Alexis Debat and Amer Taheri: Connecting the dots.


Quickly now ... refresh your memory regarding infantile whiner and hacktacular little pissant Brian Lemon's gloating over a total non-story regarding disgraced ex-ABC consultant Alexis Debat. Take your time. I'll wait...

Ah, you're back. Now get a load of this:

The neocon link to the ABC News scandal

As predicted yesterday, the scandal over disgraced ex-ABC News consultant Alexis Debat continues to spin out of control, with major implications for the way that Americans have been getting their news about the flashpoints that could determine war or peace in the Persian Gulf and South Asia...

... blah blah blah ... Hello? What's this?

In the meantime, little attention had been paid to the French journal Politique Internationale -- which published Debat's bogus "interviews" with Barack Obama, as well as Hillary Clinton, House Speaker Nancy Pelosi, New York City Mayor Michael Bloomberg, former Federal Reserve Chairman Alan Greenspan, former Microsoft chairman Bill Gates, and former UN Secretary General Kofi Annan.

But the French magazine deserves closer scrutiny. In continuing to connect the dots between Debat and the push for a neoconservative agenda that includes ratcheting up war tensions with Iran, it turns out that a prominent member of the neocon movement has served as editor of Politique Internationale for much of this decade.

Iranian-borm Amir Taheri (pictured at top) -- who edited a leading Iranian newspaper prior to the 1979 overthrow of the Shah and has since written for a number of western publications, including several owned by conservative press lord Rupert Murdoch -- has been a leading voice in Politique Internationale. It's not clear what his current role is, but in numerous press reports from 2001 through 2006 he was listed as its editor.

Taheri ... Taheri ... ah, yes ... that Amir Taheri:

And like Debat, Taheri's work has been called into question in recent years. Most notably, Taheri reported in a column in Canada's National Post in May 2006 that Iran had passed a law requiring the country's Jews and other religious minorities to wear coloured badges identifying them as non-Muslims. The story was received wide play in conservative circles, but it was not true -- the newspaper had to publish a retraction the next day.

Just make yourself comfortable and read the whole thing.

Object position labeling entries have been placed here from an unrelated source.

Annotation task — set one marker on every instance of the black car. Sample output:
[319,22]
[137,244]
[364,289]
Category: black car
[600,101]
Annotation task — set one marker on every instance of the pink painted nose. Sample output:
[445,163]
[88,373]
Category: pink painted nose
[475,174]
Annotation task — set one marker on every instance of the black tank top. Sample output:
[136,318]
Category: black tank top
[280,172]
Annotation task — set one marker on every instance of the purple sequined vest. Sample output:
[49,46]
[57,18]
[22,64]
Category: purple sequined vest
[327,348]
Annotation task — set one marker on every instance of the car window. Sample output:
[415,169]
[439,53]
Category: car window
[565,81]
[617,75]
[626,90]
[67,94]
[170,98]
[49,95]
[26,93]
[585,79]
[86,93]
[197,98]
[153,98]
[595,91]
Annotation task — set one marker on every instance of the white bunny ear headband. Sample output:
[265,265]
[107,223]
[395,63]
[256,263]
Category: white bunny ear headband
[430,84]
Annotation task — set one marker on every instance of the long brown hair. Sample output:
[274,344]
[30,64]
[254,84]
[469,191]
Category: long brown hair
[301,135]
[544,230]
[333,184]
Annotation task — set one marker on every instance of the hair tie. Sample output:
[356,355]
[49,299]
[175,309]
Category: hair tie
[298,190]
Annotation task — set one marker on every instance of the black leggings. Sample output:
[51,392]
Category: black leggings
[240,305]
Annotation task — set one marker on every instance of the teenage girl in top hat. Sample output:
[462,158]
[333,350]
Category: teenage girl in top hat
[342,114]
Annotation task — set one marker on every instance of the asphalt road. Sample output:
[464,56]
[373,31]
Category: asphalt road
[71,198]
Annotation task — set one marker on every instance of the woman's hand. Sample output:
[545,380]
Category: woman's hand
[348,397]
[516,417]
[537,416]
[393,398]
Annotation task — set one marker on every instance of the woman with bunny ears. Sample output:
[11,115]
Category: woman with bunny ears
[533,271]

Hey, Brian ... there's something for you to write about, no? And I'll be expecting that "hat tip."

(Double wag of the tail to e-mailer Tim H.)

LEMON-FLAVOURED SMACKDOWN AFTERSNARK
: What I find most amusing about this story is how actual investigative journalists have taken the first clues, and run with them, and have proceeded to untangle a growing scandal regarding the unreliability of neo-con-produced "news", and how that fake news was/is being used to drive American foreign policy.

Brian and MaryT, on the other hand, take the same story and conclude, "The mainstream media gets it wrong sometimes! Ha ha!" Those two would have to aspire to be shallow and superficial.